Politika

İslam Dergisi'nin idealist gençlerine ne oldu?

Hürriyet Gazetesi Yazarı Soner Yalçın yazısında, adı Deniz Feneri Yolsuzluğu'na karışan RTÜK Başkanı Zahid Akman'ın 1980'li yıllarda İslam Dergisi'nde ba#

03 Ekim 2008 03:00

Hürriyet Gazetesi Yazarı Soner Yalçın yazısında, adı Deniz Feneri Yolsuzluğu'na karışan RTÜK Başkanı Zahid Akman'ın 1980'li yıllarda İslam Dergisi'nde başlayan gazetecilik yaşamının ve siyasal bağlarının  izlerini günümüze kadar irdeliyor.


12 Eylül 1980 askeri darbesinden sonra İslami kesimde ardı ardına dergiler çıktı. Bunlardan biri de "İslam Dergisi"ydi. Derginin sahibi Nakşibendi Gümüşhanevi Dergáhı’ydı. Başyazarı, dergáhın şeyhi M. Esad Coşan’dı. Genel Yayın Yönetmeni Hasan Hüseyin Ceylan, Yazı İşleri Müdürü Zahid Akman’dı. Dış Haberler Şefi Fehmi Koru’ydu. Derginin para işlerine ise, adı Deniz Feneri olayına karışan Zekeriya Karaman bakıyordu! Ankara’da bir şirketin mescidinde kırık bir daktilo ve bir masayla başlayan idealler zamanla nasıl bir dönüşüme uğradı?

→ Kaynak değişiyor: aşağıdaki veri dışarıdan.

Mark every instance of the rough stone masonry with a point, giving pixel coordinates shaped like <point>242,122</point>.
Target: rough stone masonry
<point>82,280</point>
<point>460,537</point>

12 Eylül 1980 askeri darbesi, İslami kesimde dergiler dönemini başlattı. Neredeyse her tarikatın, dergáhın, cemaatin dergisi vardı:

"Sızıntı", "Zafer" Fethullah Gülen Cemaati’nin dergileriydi.

"Altınoluk" Nakşibendi Erenköy Cemaati’nin dergisiydi.

"Öğüt", "İcmal" Kadiri Haydar Baş çevresinin çıkardığı dergilerdi.

"Köprü", "Bizim Aile" Mehmet Kutlular ekibinin çıkardığı dergilerdi.

"Fetih", "Genç Akademi" Süleymancılar’ın dergileriydi.

"Dava" radikal Nurcular’ın dergisiydi.

"Girişim" radikal İslamcı Kürtlerin dergisiydi.

"Şehadet", "Tevhid" Hizbullah’ın dergileriydi.

"İktibas" tasavvuf karşıtı Ercüment Özkan çevresinin çıkardığı dergiydi.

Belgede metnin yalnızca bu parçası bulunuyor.